In several countries, including India, the girl child is discriminated against from the early stages of her life. Girls are not allowed to go to school during their childhood or after a particular age due to this discrimination. One of the reasons females in rural India are denied an education is because they leave their parents’ homes after getting married. Families that are not financially stable do not view it as a “cost-effective investment”. Boys’ schooling is given top priority as they provide the majority of the household income.
Facts About Girl Education in India
Sadly, the society in India is still ignorant of the positive changes that girl education India can make in people’s lives. Some people, no matter which socio-economic background they come from, believe that funding a girl’s education is a waste of money. Here is the list of 10 facts about girl education in India.
The Caste System
Even though the caste system, which dates back to 1200 BCE, was formally prohibited in 1955, its influence continues to be felt in India’s current educational system. The approach in which people are divided and listed at the bottom or at the top in a social structure has prevented many underprivileged girls from pursuing promising academic opportunities. These girls are frequently separated from their peers at lunchtime, and they are made fun of by them in class. A very high percentage of minority students drop out of elementary school as a result of this speech. The lower caste was intended to be protected by another law issued in 1989, but it is not being adequately implemented. It is only contributing to poor girl education in India.

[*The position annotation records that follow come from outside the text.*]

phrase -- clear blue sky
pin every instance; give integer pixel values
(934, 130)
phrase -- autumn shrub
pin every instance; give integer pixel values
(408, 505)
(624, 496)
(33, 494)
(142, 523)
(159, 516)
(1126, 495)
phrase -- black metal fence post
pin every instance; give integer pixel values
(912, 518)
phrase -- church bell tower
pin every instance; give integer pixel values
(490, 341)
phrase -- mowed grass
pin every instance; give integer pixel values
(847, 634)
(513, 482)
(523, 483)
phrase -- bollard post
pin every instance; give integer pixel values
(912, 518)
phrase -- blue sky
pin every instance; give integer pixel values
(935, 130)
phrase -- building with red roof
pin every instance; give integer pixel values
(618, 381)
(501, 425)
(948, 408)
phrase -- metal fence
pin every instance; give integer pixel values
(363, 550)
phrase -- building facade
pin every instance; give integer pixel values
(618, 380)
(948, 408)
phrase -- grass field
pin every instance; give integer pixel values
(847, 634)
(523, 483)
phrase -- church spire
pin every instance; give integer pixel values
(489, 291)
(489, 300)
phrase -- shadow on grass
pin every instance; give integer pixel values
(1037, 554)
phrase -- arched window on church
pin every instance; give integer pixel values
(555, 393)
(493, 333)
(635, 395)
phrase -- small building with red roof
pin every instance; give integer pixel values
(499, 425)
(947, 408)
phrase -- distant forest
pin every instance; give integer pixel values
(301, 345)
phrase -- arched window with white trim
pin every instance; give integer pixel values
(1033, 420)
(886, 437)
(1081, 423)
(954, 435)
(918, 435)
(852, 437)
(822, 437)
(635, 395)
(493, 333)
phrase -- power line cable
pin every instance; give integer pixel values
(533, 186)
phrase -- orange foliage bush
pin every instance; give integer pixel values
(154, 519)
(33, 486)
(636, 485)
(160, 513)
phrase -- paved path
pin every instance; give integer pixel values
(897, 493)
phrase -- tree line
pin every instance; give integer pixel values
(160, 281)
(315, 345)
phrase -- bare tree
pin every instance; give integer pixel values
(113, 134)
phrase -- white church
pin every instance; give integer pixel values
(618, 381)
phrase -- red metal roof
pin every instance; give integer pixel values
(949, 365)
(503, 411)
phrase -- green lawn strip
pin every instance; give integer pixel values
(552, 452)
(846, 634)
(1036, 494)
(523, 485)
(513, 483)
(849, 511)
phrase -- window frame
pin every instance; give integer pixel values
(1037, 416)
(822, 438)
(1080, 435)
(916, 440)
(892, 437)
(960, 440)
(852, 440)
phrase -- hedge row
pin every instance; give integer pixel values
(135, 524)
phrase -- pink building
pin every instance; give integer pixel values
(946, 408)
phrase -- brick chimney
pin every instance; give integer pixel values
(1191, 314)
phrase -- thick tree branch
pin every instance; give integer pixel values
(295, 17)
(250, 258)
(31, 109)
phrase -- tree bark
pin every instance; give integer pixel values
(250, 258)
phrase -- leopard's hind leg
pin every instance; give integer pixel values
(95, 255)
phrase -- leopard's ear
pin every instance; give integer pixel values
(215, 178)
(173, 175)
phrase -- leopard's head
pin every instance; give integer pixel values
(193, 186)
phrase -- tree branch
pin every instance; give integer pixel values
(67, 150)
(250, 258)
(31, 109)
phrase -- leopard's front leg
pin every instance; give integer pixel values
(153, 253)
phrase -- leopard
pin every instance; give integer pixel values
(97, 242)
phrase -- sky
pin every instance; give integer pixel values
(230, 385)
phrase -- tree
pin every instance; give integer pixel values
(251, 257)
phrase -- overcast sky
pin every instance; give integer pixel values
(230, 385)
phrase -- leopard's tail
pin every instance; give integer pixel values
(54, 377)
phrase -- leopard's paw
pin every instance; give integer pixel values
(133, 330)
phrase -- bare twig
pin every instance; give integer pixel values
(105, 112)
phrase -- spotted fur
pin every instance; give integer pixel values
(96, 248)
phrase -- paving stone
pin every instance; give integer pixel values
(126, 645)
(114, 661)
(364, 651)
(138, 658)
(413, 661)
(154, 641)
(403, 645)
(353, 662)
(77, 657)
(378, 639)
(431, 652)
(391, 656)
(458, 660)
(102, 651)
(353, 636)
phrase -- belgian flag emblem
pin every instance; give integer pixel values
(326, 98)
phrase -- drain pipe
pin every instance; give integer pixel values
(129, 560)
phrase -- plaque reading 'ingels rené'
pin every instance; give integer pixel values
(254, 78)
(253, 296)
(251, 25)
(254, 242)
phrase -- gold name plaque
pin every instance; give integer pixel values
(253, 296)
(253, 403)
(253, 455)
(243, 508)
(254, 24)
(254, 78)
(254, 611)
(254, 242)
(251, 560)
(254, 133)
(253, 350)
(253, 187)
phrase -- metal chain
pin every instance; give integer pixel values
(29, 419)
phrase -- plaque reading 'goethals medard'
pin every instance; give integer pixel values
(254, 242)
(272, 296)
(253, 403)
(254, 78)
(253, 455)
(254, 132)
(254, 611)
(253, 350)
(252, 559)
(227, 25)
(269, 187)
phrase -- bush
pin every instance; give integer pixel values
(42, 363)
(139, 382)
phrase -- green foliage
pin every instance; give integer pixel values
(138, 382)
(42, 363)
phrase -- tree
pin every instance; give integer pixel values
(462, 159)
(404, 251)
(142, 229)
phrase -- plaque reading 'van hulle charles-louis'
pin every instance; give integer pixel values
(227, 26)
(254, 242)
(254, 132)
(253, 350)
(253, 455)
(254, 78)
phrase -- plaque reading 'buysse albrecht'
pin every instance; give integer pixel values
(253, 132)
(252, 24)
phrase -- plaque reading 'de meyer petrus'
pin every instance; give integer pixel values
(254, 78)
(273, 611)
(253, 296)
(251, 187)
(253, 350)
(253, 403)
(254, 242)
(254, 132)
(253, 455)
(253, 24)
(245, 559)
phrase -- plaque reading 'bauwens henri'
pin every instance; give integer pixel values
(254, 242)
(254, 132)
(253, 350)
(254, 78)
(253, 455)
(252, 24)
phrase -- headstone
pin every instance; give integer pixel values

In India, gender inequity has historically prevented girls from pursuing an education. Due to India’s rigid gender norms, a man’s education is more treasured than a woman’s. Hence it is sometimes thought that supporting a girl’s education financially is unnecessary.
Gender norms force one-third of Indian girls to marry off their educational prospects in the country’s poorest regions, where access to and encouragement for education are both discouraged. In India, a high percentage of girls are forced to get married by the time they turn 18 years old. Due to the shame and increased work, early pregnancies result, making it impossible for the women to continue their education.
Every day, millions of girls strive to provide for their families and themselves. Girls frequently stay at home to care for younger siblings and carry the bulk of the household duties. Many rural families in India believe that investing in girls’ education is a waste of money because they are better suited for home chores.
Lack of Awareness
Due to a scarcity of sanitary napkin dispensers and a general lack of hygiene knowledge in schools, girls in India quit school when they start having their menstruation every year. A significant portion of girls lack the knowledge of what happens in their body during menstruation due to a lack of reproductive girl education in India. Many girls even think what is happening is shameful and “unclean.” Even with education, girls in remote regions are forced to use clothes that can occasionally transmit illnesses.
Lack of Toilets
In a large number of schools, there are no toilets, which forces females to dispose of their waste outside, which they find to be morally repugnant. To avoid this disgrace is another reason why girl education India is affected.
Girls who suffer from disabilities are among the most marginalised groups of children because they experience prejudice on the basis of both their gender and their disability. Disabled females are essentially “invisible” in many of the world’s current educational programmes.
Right To Education Act
Every child has a constitutional right to receive a minimal level of education, according to the Right to Education Act (RTE), which was passed in 2009. As more measures were implemented, the programme was planned to make it mandatory for kids between the ages of 6 and 14 to participate in educational opportunities. When comparing the rise in literacy rates, India’s position appears to have increased as a result of the Act about girl education India.
To tackle illiteracy, India is broadening its horizons with technology, and it appears that women are benefiting the most. Reading fundamentals are covered in computer-based functional literacy (CBFL) classes. This programme serves people from 20 to 50, which broadens the educational system in India in terms of age for both sexes.
Rate of Poverty
Since advancements in education have started to occur, India’s poverty rate has decreased. Knowing this, it can be concluded that India’s GDP would rise if it gave more resources to females’ education.
Save the Children is taking initiatives to improve the status of girl education India. They are striving to help the most marginalised children, especially females, who have been left behind by global advancements in child health, education, and protection.